Jerry is an eleven-year old boy who is the only child of a widow. While he and his mother are on holiday together, Jerry yearns to be more like the older boys that he observes away from the beach where he usually goes with his mother. One day he suddenly blurts, "I'd like to go and have a look at those rocks down there." When she hears her son's words, the mother worries that she has possibly been too possessive, keeping him with her all the time. So, she gives her permission.
Jerry observes that the older boys—"men to Jerry"—dive down and swim through a barrier of rock; then, they emerge on the far side. Afterwards, Jerry yearns to be able to perform this manly feat himself. In order to be able to do so, Jerry practices diving down in the water and holding his breath and using goggles that his mother has bought for him. Through his daring perseverance, Jerry can hold his breath long enough to pass through the narrow end of the tunnel:
His lungs were beginning to hurt. A few more strokes and he would be out. . . . He was at the end of what he could do. . . . He must go on into the blackness ahead, or he would drown. . . . He felt he was dying.

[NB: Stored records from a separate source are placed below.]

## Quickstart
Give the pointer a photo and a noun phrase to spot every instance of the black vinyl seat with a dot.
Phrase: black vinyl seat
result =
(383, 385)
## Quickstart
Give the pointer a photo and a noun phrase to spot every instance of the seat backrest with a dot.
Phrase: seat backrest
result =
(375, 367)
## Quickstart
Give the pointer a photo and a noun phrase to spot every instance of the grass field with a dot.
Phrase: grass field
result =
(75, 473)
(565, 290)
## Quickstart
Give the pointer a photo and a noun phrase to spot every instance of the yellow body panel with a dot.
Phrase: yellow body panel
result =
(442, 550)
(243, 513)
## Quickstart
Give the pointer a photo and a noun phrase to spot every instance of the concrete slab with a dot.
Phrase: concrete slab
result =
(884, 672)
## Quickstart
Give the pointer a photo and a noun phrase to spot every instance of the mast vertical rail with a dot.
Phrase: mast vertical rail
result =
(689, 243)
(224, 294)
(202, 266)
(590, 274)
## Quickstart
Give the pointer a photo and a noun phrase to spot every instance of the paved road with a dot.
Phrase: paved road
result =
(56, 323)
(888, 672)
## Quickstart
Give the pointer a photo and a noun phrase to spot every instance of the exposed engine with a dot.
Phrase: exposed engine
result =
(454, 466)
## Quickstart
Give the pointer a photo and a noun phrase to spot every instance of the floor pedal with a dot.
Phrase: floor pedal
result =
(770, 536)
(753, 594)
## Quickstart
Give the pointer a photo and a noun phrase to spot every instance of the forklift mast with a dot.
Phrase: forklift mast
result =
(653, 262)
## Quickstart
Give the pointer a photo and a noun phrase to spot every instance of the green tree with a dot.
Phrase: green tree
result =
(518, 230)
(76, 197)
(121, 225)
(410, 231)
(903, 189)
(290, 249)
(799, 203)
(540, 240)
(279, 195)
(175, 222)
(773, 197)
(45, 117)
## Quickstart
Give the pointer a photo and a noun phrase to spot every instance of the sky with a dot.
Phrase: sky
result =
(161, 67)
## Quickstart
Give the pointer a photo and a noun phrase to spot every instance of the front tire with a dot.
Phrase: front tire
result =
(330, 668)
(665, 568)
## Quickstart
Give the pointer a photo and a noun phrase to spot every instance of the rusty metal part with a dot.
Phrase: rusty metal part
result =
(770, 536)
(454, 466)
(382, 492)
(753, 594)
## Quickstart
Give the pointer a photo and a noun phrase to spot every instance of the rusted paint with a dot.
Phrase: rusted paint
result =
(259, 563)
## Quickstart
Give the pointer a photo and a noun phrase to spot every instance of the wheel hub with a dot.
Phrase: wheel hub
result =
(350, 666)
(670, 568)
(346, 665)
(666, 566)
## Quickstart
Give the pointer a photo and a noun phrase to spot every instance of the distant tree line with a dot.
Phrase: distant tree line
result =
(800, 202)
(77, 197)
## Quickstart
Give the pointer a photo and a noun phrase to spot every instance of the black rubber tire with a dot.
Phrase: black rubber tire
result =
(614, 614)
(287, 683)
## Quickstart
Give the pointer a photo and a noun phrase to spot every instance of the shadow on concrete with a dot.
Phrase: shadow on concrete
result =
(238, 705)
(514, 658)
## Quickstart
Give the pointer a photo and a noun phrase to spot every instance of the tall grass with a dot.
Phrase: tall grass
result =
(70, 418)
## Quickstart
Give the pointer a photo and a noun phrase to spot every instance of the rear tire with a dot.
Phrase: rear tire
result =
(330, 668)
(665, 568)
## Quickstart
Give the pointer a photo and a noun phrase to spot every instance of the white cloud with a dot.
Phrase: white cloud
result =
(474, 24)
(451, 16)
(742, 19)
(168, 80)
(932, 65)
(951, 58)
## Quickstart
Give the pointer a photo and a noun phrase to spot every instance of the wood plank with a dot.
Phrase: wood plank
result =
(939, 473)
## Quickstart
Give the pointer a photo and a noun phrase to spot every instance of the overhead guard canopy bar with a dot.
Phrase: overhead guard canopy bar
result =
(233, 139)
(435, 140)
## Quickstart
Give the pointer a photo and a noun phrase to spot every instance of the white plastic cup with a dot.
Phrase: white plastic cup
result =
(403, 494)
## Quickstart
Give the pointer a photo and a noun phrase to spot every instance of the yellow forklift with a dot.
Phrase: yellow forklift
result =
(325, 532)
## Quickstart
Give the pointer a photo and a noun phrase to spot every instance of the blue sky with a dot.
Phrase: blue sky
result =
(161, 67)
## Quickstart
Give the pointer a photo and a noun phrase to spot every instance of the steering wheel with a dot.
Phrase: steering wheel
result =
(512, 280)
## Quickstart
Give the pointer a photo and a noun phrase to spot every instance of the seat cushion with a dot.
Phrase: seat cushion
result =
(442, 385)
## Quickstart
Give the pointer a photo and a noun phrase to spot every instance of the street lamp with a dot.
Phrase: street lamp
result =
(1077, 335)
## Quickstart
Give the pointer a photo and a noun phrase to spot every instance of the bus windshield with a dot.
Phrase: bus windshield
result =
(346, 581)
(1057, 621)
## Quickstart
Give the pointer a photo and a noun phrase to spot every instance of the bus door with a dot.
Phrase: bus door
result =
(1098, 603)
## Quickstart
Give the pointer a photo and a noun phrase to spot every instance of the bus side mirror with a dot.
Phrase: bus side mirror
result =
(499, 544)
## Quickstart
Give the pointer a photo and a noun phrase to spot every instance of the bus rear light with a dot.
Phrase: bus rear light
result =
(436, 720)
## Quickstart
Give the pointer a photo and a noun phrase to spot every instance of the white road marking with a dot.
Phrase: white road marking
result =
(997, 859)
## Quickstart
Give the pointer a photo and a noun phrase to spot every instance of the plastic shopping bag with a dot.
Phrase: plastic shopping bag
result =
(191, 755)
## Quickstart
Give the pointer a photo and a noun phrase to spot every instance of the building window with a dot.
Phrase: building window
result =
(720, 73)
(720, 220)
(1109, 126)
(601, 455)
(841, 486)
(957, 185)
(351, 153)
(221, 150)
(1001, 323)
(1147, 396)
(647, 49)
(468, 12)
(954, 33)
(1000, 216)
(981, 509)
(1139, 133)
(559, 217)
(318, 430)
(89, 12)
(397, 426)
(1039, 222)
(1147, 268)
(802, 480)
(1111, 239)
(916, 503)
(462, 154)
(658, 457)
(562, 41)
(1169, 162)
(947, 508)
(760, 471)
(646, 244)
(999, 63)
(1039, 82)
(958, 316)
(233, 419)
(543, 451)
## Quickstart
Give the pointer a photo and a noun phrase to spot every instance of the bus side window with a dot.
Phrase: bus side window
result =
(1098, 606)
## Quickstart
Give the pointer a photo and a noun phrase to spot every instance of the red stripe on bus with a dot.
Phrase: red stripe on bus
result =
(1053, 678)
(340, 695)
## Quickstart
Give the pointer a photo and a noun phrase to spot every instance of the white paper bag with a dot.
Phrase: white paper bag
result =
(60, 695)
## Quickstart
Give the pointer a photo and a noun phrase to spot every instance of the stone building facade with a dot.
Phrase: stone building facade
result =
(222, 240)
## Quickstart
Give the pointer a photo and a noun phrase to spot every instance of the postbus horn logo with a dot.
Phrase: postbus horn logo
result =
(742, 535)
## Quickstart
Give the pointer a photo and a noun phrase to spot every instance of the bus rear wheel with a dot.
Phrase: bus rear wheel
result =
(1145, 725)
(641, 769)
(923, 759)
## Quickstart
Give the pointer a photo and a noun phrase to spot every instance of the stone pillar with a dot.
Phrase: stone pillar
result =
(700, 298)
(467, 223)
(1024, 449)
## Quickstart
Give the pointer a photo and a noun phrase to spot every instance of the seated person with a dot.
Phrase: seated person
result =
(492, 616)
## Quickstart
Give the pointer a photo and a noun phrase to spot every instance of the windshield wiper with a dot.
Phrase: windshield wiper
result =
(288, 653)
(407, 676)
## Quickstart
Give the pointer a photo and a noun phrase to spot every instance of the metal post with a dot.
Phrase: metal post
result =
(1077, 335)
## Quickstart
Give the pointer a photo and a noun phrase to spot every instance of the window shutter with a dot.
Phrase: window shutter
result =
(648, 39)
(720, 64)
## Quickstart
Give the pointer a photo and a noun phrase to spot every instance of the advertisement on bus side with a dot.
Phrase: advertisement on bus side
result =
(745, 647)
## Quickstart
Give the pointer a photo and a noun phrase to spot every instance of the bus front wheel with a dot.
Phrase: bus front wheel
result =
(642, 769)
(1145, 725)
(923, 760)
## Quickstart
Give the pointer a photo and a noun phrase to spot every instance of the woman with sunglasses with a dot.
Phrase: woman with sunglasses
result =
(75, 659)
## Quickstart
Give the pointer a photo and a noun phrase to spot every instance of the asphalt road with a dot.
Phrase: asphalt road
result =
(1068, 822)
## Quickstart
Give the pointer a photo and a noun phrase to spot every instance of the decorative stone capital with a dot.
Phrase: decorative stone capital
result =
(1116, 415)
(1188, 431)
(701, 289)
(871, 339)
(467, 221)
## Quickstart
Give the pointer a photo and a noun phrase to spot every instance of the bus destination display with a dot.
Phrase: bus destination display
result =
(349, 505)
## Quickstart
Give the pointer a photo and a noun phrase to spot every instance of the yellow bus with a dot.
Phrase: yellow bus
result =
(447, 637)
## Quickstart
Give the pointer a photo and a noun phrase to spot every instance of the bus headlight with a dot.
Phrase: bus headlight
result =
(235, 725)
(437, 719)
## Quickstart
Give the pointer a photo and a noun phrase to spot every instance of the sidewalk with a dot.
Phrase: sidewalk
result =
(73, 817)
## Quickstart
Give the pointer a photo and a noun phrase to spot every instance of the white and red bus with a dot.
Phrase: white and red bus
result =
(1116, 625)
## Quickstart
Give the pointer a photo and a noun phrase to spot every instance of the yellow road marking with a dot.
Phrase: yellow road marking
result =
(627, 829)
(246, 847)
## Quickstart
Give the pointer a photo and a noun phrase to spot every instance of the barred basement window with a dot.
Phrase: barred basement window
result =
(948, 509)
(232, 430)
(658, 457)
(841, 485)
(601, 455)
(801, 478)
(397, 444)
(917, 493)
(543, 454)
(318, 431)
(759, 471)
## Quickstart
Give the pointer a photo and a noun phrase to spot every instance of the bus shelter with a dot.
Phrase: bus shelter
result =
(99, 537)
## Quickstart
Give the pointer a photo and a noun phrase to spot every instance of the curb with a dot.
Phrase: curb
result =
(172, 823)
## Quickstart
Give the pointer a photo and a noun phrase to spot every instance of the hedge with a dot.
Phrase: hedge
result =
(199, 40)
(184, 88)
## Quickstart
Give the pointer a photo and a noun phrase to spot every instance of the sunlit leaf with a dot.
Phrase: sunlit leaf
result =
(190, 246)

Between lapses of unconsciousness, Jerry succeeds in passing through the rocky tunnel.
After this success, Jerry has gained his independence and individual identity. When he sees the boys diving and playing a short distance away, Jerry no longer desires to join them:
He did not want them. He wanted nothing but to get back home and lie down.
Later, since Jerry feels confident in his new manhood, going to the bay is no longer of any interest to him. Jerry is confident in his individualism.